Problems typing equality in Ruby

TypeScript has this really handy error that flags when it looks like two values of unrelated types are getting compared:

function f(x: number, y: string) {
  if (x === y) {
    //  ^^^ error: This comparison appears to be unintentional because
    //             the types 'number' and 'string' have no overlap.
    console.log(x, y);
  }
}
View in TypeScript Playground →

I would love to build the same error into Sorbet, but there are two features which make that hard: custom overrides of == and subtyping. Here are some heuristics we might consider building in Sorbet, and why they don’t work.

Heuristic 1

Reject all calls to == when the operand types don’t overlap.

The problem: Ruby equality methods make liberal use of implicit type conversions and other tricks. Some examples in the standard library:

Library and application authors pattern their code off of precedents set in the standard library.
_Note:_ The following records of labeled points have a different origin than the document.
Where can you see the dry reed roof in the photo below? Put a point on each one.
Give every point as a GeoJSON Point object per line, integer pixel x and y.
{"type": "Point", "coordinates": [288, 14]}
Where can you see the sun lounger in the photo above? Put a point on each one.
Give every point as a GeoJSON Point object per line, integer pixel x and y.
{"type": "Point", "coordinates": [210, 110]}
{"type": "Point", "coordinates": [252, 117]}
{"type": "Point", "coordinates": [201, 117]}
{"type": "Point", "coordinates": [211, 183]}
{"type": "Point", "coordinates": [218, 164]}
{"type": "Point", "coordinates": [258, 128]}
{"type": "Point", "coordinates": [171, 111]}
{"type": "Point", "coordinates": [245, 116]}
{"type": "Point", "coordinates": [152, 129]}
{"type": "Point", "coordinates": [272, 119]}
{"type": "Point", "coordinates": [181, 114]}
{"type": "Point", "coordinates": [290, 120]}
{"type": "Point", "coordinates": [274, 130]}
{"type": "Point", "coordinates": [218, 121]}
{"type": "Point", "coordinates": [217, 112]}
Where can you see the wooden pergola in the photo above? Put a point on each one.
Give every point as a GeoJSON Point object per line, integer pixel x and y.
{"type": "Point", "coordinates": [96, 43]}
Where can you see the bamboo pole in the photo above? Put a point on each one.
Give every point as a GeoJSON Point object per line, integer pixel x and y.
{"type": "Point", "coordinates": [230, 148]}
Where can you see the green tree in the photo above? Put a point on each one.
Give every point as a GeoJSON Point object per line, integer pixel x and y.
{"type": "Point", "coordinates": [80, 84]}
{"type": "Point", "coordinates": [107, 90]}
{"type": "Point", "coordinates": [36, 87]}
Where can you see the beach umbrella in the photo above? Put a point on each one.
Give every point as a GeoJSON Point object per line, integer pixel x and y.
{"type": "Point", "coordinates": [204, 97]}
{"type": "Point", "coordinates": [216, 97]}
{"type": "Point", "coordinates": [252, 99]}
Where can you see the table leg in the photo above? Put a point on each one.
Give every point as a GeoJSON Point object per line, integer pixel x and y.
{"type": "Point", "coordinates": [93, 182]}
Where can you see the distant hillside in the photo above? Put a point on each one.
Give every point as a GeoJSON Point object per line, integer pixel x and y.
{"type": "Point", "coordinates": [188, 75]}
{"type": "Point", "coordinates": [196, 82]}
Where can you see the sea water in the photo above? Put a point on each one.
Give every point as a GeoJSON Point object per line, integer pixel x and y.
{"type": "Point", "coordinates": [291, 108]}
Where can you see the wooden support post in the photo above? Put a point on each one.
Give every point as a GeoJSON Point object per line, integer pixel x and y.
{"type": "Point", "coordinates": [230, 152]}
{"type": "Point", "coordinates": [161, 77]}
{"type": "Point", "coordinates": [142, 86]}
Implicit conversions like these surface throughout real-world Ruby code.

Heuristic 2

Reject all calls to == when the operand types don’t overlap, as long as the types being compared don’t have a custom == method.

Maybe we pessimistically assume that any override of == might do something wacky. In response, we could limit the check to calls on types that don’t override BasicObject#==.

First of all, that’s almost crippling on its own! When == isn’t overridden it defaults to reference equality, but people use == most often to compare structures, not references! Ruby provides equal? for reference equality—seeing a call to == (not to equal?) is a strong indicator that the author doesn’t want reference equality.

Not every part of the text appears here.